Chaim Bloom clearly doesn't want to let history repeat itself.

Despite the Red Sox' efforts, attempts to sign Mookie Betts and Rafael Devers throughout their years leading up to, and going through, arbitration fell short. The result? Betts was dealt, and the team was forced to pay the free-agent rate for Devers.

It's why Bloom has made it abundantly clear that one of the Red Sox's priorities will be to lock up their foundational young talent to contract extensions that will avoid at least some of the discomfort that comes with free agency.

They had some success in the form of an extension with Garrett Whitlock, who potentially sacrificed what would be two years of free agent-eligibility to reel in the security of a contract that could extend to six years.

But, now the question pivots to who might be next?

A good candidate might be Tanner Houck, although his true value might be a bit too uncertain due to the undefined status of reliever vs. starter. Brayan Bello is another, even with just 11 big-league starts under his belt.

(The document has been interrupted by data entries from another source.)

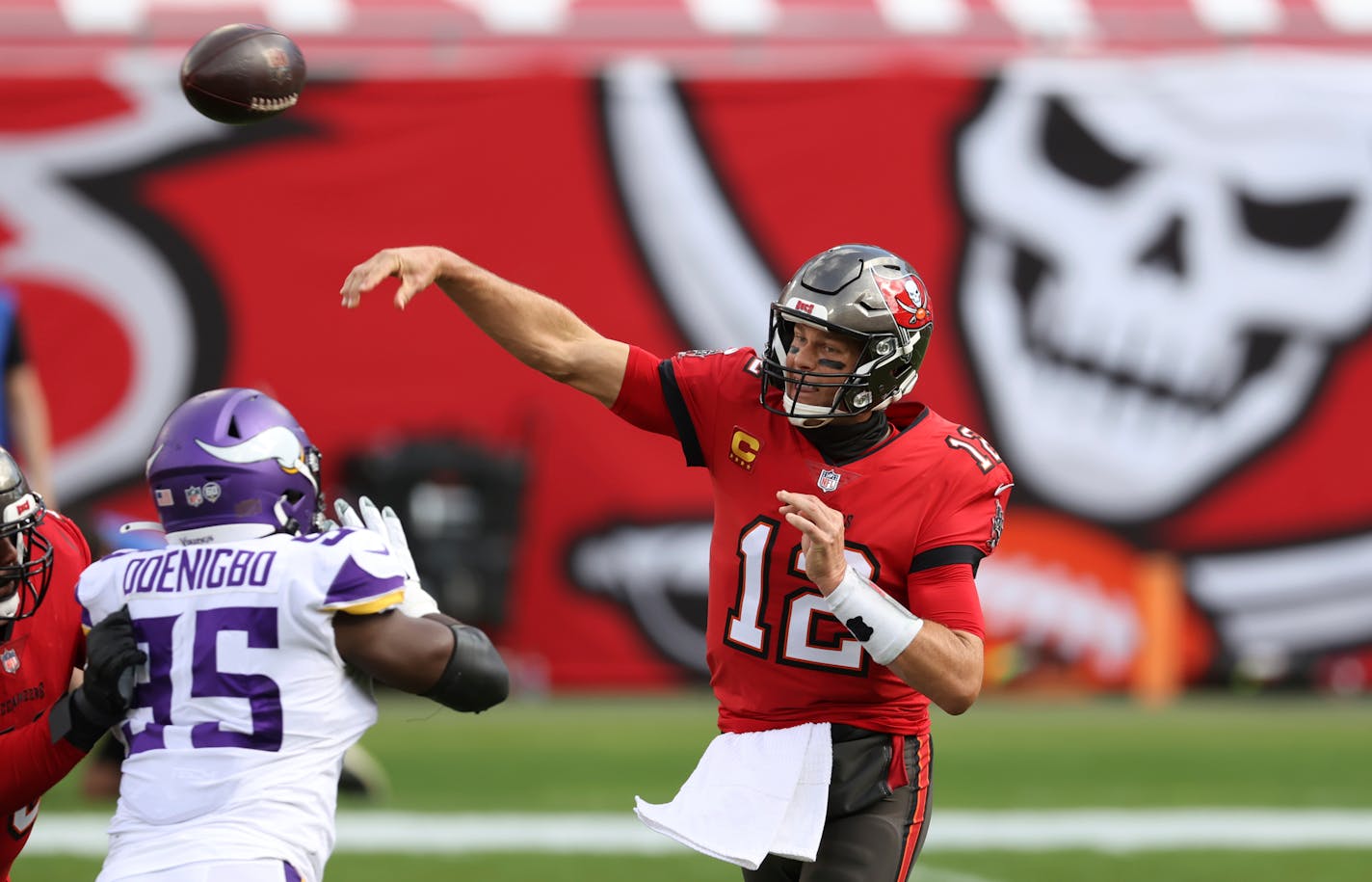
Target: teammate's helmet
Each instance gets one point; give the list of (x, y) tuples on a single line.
[(235, 457), (867, 294), (21, 512)]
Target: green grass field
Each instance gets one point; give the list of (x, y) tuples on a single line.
[(594, 755)]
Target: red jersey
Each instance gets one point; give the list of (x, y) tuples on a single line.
[(931, 495), (36, 663)]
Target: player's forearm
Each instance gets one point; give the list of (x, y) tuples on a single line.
[(945, 665), (536, 330)]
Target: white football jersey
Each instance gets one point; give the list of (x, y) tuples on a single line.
[(245, 708)]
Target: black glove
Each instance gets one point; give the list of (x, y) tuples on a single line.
[(107, 690)]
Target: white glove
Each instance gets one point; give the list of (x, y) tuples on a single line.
[(385, 522)]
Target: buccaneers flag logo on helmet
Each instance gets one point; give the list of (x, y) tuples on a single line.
[(906, 301)]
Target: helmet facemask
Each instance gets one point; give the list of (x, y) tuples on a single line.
[(867, 295), (32, 568), (233, 464)]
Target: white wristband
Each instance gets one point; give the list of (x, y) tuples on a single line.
[(417, 601), (884, 626)]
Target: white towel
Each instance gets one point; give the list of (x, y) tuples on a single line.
[(752, 794)]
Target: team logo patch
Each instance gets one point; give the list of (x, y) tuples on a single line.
[(743, 449), (909, 305)]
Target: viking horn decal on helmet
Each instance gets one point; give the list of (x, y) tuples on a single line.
[(276, 443)]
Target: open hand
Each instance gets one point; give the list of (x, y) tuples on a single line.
[(416, 266), (821, 537)]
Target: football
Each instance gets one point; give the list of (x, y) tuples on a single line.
[(243, 73)]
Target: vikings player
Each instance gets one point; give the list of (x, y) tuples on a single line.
[(264, 628), (848, 528)]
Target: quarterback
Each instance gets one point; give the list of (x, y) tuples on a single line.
[(847, 532)]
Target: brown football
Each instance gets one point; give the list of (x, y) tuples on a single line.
[(243, 73)]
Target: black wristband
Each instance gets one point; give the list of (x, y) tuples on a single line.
[(74, 719)]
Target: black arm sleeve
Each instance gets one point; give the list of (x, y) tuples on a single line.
[(475, 678)]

But the most obvious candidate for extension talks is undeniably Triston Casas.

The first baseman is viewed by the organization as a big piece of what the Red Sox hope is their next evolution, currently residing as the No. 29-ranked prospect in Major League Baseball by Baseball America. Sure, he has appeared in just 27 games and finished his first major league stint hitting .197, but it is clear the Sox have no qualms of identifying Casas as one of the primary eggs in their be-all, end-all basket.

So, the idea that talks between the team and the player might have begun is far from unthinkable. But, alas, according to Casas, there is nothing yet to report.

"No. None whatsoever," he told WEEI.com regarding extension talks. "I think 30 games is too small of a sample size to tell if I’m going to succeed at this level, or not. I definitely sound like I know what I’m doing, for sure. Whether I can back it up is going to be a different story. I haven’t thought about it. Nobody has approached me about it. And my representatives have never even mentioned it to Chaim or anyone in the front office. I’m just focused on playing this year and we’ll see where it goes. It it happens, it happens. I would love to stay in Boston the rest of my life. I love the city in the little taste I’ve got of it. I don’t know anywhere else and I don’t want to. We’ll see what happens in a couple of years. Hopefully we get something done, but if we don’t we’ll go from there."

Casas isn't blind to the way of the MLB world, particularly in recent years.

After what seemed to be somewhat of a lull in early extensions, the tact has seemingly been reignited, with the Braves flurry of deals of seven-or-more years with the likes Spencer Strider, Michael Harris II, Austin Riley, Ozzie Albies, Ronald Acuna Jr. and Matt Olson offering the most talked-about example.

And Bloom is certainly no stranger to going down such a road, having been in the Tampa Bay organization when Matt Moore signed after 17 days of service time and during Evan Longoria's deal, which took place after just 24 days in the big leagues. And, most recently, Bloom had a part in Brandon Lowe's extension in 2019 with just 58 days of MLB action under his belt.

Such talks are going to most likely happen. For now, Casas - and those hoping to define some of the Red Sox' future - will just have to wait.

"I follow everything," the first baseman said. "I’m always on my phone. I’m always on Twitter. I’m always in the loop with everything. I’m definitely in the loop about everybody’s organizations and what goes on. I’m in contact with a lot of friends with other organizations and their steps. But I hear horror stories about other organizations compared to ours, so I really like the spot I’m in and hopefully I can stay here for a while."